Kami membagikan sebagian permen yang telah kami bawa dari Jakarta. Sebelum memberikan permen, kami mengajak beberapa anak untuk menyanyikan salah satu lagu nasional serta membacakan butir Pancasila. Sayangnya, mereka tidak mengetahui lagu nasional maupun Pancasila. Ah, ingin rasanya singgah dan mengajarkan beberapa lagu nasional :( Namun, kami harus melanjutkan perjalanan agar tidak tiba terlalu malam di Waerebo.
Dokumentasi Ika Andriani, 2016 |
Dokumentasi Ika Andriani, 2016 |
Setelah melalui kawasan desa, panorama perjalanan yang disuguhkan sungguh menarik. Tepian laut berhiaskan Pulau Mules di tengah-tengahnya. Lagi-lagi, saya hanya dapat menyaksikan dengan mata saya sendiri, tanpa sempat merekamnya dalam kamera saya. Seiring dengan berjalannya kendaraan, kondisi jalan terlihat semakin buruk. Beberapa kali, kami harus turun dari mobil untuk menjaga keseimbangan kendaraan. Jika berpapasan dengan mobil lain, Om Raka harus pintar mengatur tak-tik karena jalan yang dilewati cukup sempit.

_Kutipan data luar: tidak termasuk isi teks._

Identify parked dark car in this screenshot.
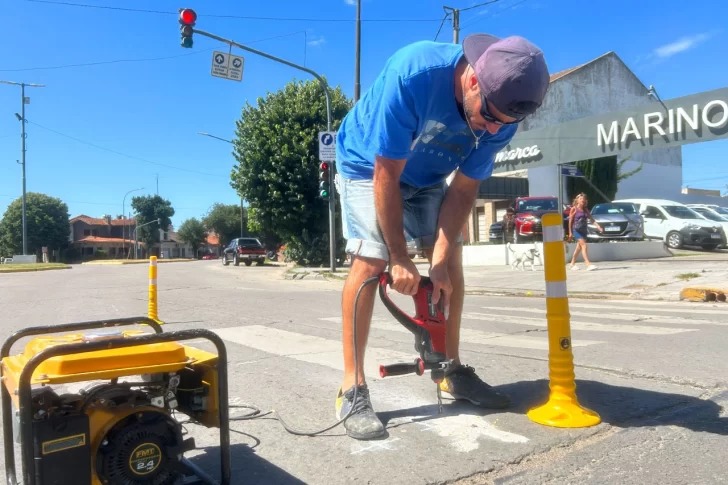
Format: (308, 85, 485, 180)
(587, 202, 645, 241)
(222, 237, 266, 266)
(489, 221, 505, 242)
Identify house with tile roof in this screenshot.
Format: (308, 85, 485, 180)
(69, 214, 139, 259)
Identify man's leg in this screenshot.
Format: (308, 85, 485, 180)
(335, 176, 389, 440)
(341, 255, 387, 390)
(411, 182, 510, 410)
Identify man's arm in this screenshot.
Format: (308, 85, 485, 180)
(374, 155, 408, 261)
(431, 170, 480, 267)
(374, 155, 421, 296)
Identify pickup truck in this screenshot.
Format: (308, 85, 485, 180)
(221, 237, 266, 267)
(513, 196, 562, 243)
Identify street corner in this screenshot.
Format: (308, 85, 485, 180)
(680, 286, 728, 302)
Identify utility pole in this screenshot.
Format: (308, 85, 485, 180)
(442, 6, 460, 44)
(452, 8, 460, 44)
(1, 80, 45, 256)
(354, 0, 361, 102)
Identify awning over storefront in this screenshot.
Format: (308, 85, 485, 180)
(492, 86, 728, 174)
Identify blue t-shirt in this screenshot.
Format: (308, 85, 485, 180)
(336, 41, 517, 188)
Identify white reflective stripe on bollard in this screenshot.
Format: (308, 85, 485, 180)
(543, 225, 563, 242)
(545, 281, 567, 298)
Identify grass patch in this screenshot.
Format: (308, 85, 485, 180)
(656, 282, 669, 287)
(0, 263, 70, 273)
(676, 272, 700, 281)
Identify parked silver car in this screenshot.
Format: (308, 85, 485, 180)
(587, 202, 645, 241)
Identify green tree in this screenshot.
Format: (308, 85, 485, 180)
(0, 193, 70, 257)
(131, 195, 174, 252)
(566, 155, 645, 207)
(203, 203, 246, 248)
(230, 77, 350, 265)
(177, 218, 208, 256)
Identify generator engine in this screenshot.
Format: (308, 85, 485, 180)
(1, 324, 228, 485)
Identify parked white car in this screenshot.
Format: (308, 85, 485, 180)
(613, 198, 725, 250)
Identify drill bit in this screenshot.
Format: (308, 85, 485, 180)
(436, 383, 443, 415)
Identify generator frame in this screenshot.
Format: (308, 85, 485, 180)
(1, 316, 232, 485)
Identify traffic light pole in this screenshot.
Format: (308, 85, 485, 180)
(191, 28, 336, 272)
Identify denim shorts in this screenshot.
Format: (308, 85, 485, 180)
(336, 174, 461, 261)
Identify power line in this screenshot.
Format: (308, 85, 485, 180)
(26, 121, 228, 178)
(0, 31, 307, 72)
(461, 0, 528, 30)
(460, 0, 502, 12)
(433, 12, 451, 41)
(27, 0, 442, 22)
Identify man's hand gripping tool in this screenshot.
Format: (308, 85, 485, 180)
(377, 272, 456, 414)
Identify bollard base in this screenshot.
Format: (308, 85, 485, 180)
(527, 397, 601, 428)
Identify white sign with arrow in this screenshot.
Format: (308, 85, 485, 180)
(211, 51, 244, 82)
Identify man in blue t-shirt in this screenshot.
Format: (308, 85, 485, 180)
(334, 33, 550, 440)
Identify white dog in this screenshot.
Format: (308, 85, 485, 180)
(507, 242, 541, 271)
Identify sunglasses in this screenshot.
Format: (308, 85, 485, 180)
(479, 92, 526, 126)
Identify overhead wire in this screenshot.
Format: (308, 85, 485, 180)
(26, 0, 443, 22)
(0, 30, 307, 72)
(26, 120, 228, 178)
(433, 12, 451, 41)
(461, 0, 528, 30)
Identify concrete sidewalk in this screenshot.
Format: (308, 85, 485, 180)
(286, 251, 728, 302)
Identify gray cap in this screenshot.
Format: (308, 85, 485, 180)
(463, 33, 550, 119)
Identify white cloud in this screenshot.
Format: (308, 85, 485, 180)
(653, 32, 714, 58)
(307, 36, 326, 47)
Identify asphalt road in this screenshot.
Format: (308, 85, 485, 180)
(0, 261, 726, 485)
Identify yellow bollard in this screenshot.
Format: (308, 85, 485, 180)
(148, 256, 160, 322)
(526, 213, 600, 428)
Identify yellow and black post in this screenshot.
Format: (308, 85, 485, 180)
(148, 256, 160, 323)
(526, 213, 600, 428)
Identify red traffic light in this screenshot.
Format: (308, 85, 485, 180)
(320, 162, 329, 170)
(179, 8, 197, 25)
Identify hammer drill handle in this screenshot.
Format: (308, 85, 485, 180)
(379, 359, 425, 378)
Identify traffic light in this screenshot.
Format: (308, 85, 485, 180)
(179, 8, 197, 48)
(319, 161, 330, 200)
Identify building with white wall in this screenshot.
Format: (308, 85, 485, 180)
(468, 51, 726, 243)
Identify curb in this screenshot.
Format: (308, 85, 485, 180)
(82, 259, 197, 265)
(0, 266, 71, 274)
(680, 286, 728, 302)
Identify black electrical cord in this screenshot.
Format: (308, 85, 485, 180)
(198, 275, 380, 436)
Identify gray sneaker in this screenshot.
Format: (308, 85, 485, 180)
(440, 364, 511, 409)
(335, 385, 386, 440)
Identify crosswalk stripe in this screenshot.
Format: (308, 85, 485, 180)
(318, 317, 604, 349)
(568, 301, 728, 316)
(463, 312, 697, 335)
(211, 324, 531, 448)
(478, 305, 728, 326)
(212, 325, 413, 381)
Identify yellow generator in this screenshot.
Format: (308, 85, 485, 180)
(1, 317, 231, 485)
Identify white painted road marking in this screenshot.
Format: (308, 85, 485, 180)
(318, 317, 604, 349)
(212, 325, 413, 381)
(568, 301, 728, 318)
(350, 438, 400, 455)
(212, 325, 531, 449)
(462, 312, 697, 335)
(478, 305, 728, 326)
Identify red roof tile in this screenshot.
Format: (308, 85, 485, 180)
(206, 233, 219, 245)
(75, 236, 144, 245)
(70, 214, 135, 226)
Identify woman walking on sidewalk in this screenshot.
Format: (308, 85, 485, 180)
(568, 192, 603, 271)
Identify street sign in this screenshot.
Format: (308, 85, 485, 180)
(561, 165, 584, 177)
(211, 51, 244, 82)
(318, 131, 336, 162)
(23, 97, 30, 105)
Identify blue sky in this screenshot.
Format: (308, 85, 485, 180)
(1, 0, 726, 227)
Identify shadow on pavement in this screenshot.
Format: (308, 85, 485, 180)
(377, 380, 727, 436)
(189, 443, 307, 485)
(500, 379, 728, 435)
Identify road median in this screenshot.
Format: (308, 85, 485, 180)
(0, 263, 71, 273)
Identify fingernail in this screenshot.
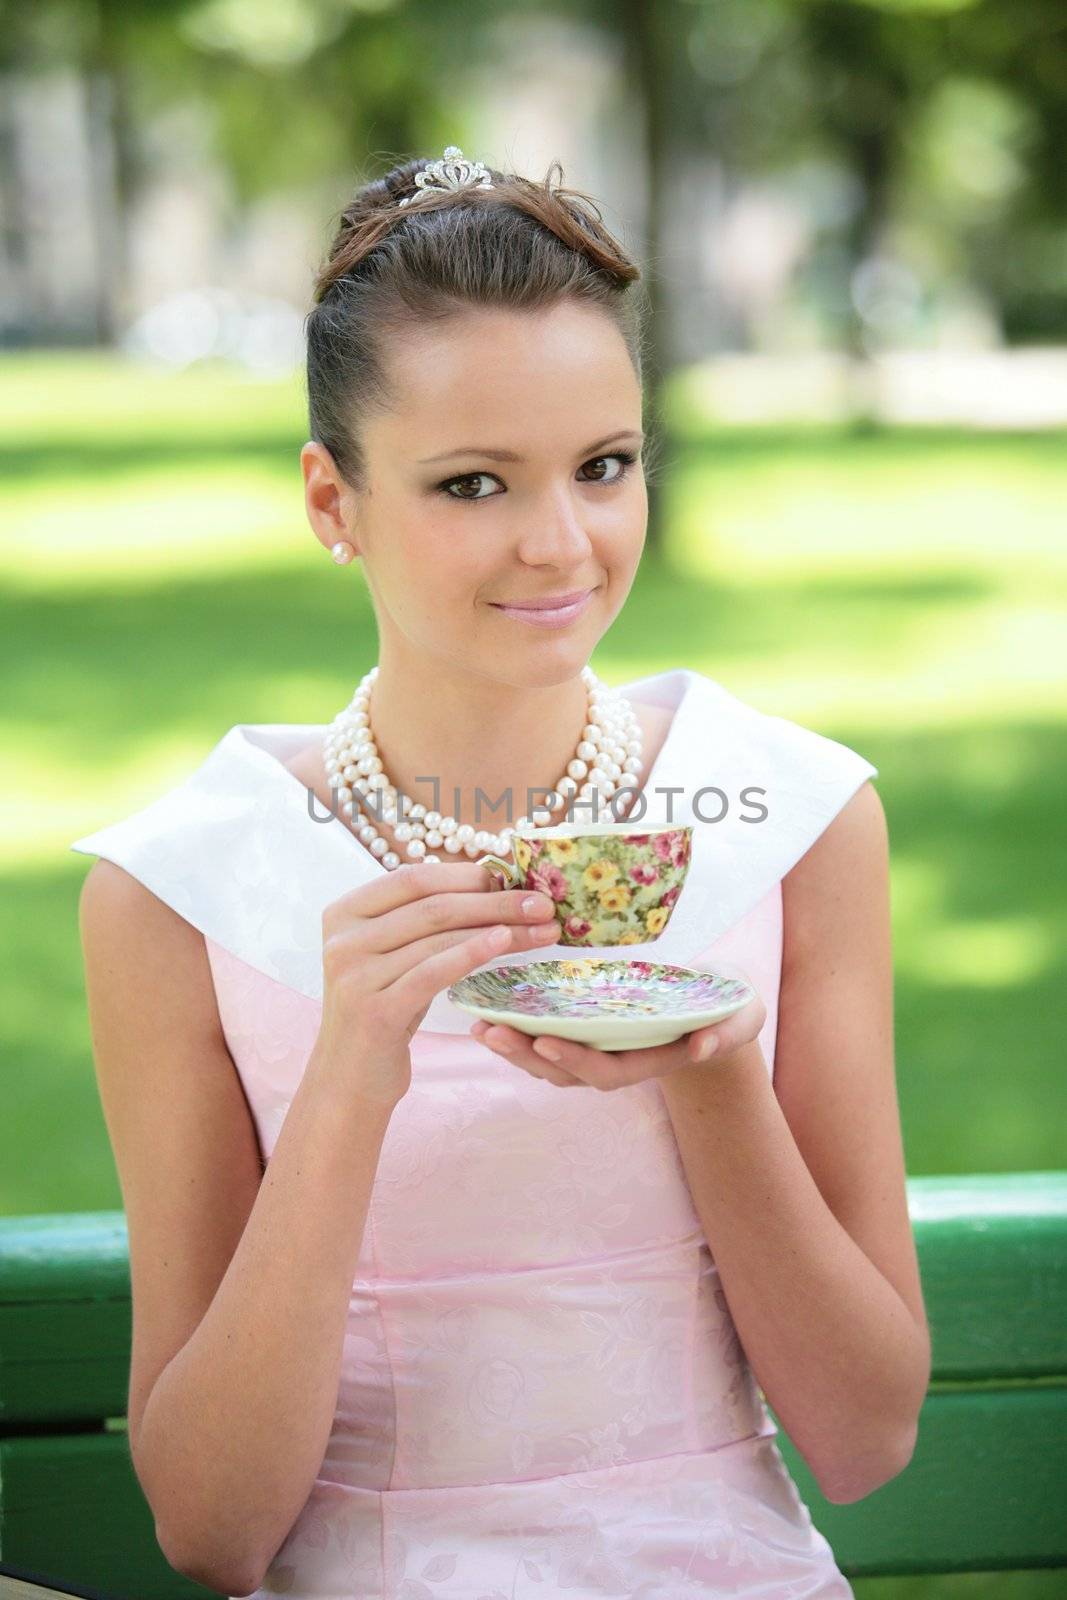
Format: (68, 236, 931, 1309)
(692, 1034, 719, 1061)
(535, 1039, 562, 1062)
(522, 894, 546, 916)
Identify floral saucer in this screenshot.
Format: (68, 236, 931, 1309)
(448, 958, 755, 1052)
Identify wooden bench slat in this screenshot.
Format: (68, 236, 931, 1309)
(0, 1435, 212, 1598)
(0, 1214, 130, 1304)
(909, 1172, 1067, 1380)
(776, 1384, 1067, 1574)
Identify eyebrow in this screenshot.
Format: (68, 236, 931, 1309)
(417, 430, 644, 465)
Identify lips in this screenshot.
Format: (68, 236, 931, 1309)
(488, 588, 596, 628)
(490, 587, 593, 611)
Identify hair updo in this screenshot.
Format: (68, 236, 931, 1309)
(304, 152, 648, 489)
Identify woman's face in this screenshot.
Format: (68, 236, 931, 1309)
(314, 300, 647, 688)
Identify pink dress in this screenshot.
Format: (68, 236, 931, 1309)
(71, 667, 877, 1598)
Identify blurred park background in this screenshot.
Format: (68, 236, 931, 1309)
(2, 1, 1065, 1590)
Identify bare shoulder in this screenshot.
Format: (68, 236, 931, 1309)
(79, 858, 223, 1044)
(781, 779, 888, 967)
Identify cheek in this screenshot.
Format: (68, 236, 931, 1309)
(602, 526, 645, 585)
(598, 498, 645, 552)
(388, 533, 484, 617)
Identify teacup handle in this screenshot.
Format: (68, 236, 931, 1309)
(477, 852, 523, 890)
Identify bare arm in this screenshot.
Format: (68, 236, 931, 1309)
(79, 861, 396, 1594)
(659, 782, 930, 1503)
(79, 855, 558, 1593)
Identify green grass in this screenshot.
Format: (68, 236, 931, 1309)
(3, 350, 1065, 1215)
(3, 350, 1065, 1597)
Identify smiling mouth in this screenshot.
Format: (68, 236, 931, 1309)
(490, 587, 595, 611)
(488, 589, 598, 627)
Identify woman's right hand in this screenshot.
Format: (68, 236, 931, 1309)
(311, 861, 560, 1109)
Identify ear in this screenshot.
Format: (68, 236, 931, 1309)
(301, 441, 362, 557)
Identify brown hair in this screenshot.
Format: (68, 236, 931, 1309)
(304, 153, 651, 489)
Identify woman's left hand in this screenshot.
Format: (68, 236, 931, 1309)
(467, 986, 767, 1090)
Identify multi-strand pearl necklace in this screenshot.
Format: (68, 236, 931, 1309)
(322, 664, 646, 872)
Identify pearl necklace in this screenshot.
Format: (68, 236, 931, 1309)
(322, 664, 646, 871)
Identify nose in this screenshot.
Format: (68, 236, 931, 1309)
(514, 489, 595, 567)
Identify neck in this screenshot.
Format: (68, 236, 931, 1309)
(364, 654, 596, 832)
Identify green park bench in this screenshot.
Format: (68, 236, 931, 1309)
(1, 1172, 1064, 1596)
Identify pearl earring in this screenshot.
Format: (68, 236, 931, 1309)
(331, 541, 356, 565)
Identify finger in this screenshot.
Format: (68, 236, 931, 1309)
(373, 880, 557, 958)
(529, 1060, 585, 1088)
(527, 1031, 643, 1090)
(381, 922, 526, 1016)
(330, 859, 547, 927)
(478, 1025, 586, 1088)
(529, 1028, 697, 1089)
(686, 992, 767, 1062)
(361, 893, 558, 991)
(326, 858, 487, 923)
(329, 916, 555, 1002)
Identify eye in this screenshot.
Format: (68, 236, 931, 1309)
(438, 472, 499, 502)
(579, 451, 639, 485)
(436, 451, 640, 503)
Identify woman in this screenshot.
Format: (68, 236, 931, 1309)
(72, 147, 930, 1598)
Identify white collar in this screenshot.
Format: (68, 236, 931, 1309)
(70, 669, 876, 1034)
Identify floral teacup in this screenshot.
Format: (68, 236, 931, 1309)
(478, 821, 692, 947)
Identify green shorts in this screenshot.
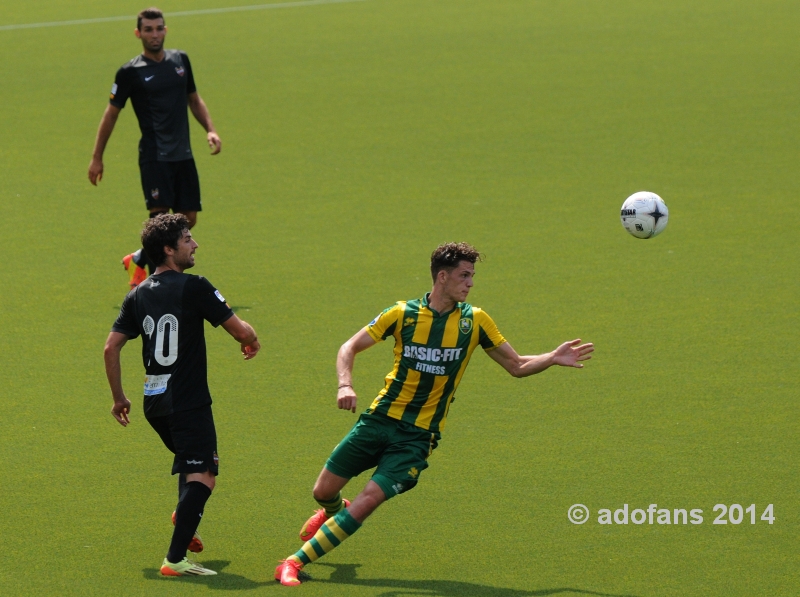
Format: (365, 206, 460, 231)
(325, 413, 440, 499)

Dokumentasi Ika Andriani, 2016 |
Di tengah perjalanan, kami juga dihadang oleh penduduk setempat yang melakukan pengaspalan di siang hari. Pengaspalan tersebut cukup memakan waktu pengunjung maupun penduduk yang hendak melintas. Kami harus rela menunggu sampai warga mempersilakan kami lewat.
Setelah menempuh empat jam perjalanan, kami tiba di Desa Denge. Jika ingin bertandang ke Waerebo, sebaiknya singgah terlebih dahulu di Pusat Informasi dan Perpustakaan Waerebo di Desa Denge. Bapak Blasius merupakan salah satu penduduk yang akan menyambut tamu di bagian pusat informasi.
Saat ini, biaya masuk Desa Waerebo sebesar Rp 200.000,00/orang selama satu hari. Jika ingin bermalam di Waerebo, biaya masuk per orang dikenakan Rp 345.000,00.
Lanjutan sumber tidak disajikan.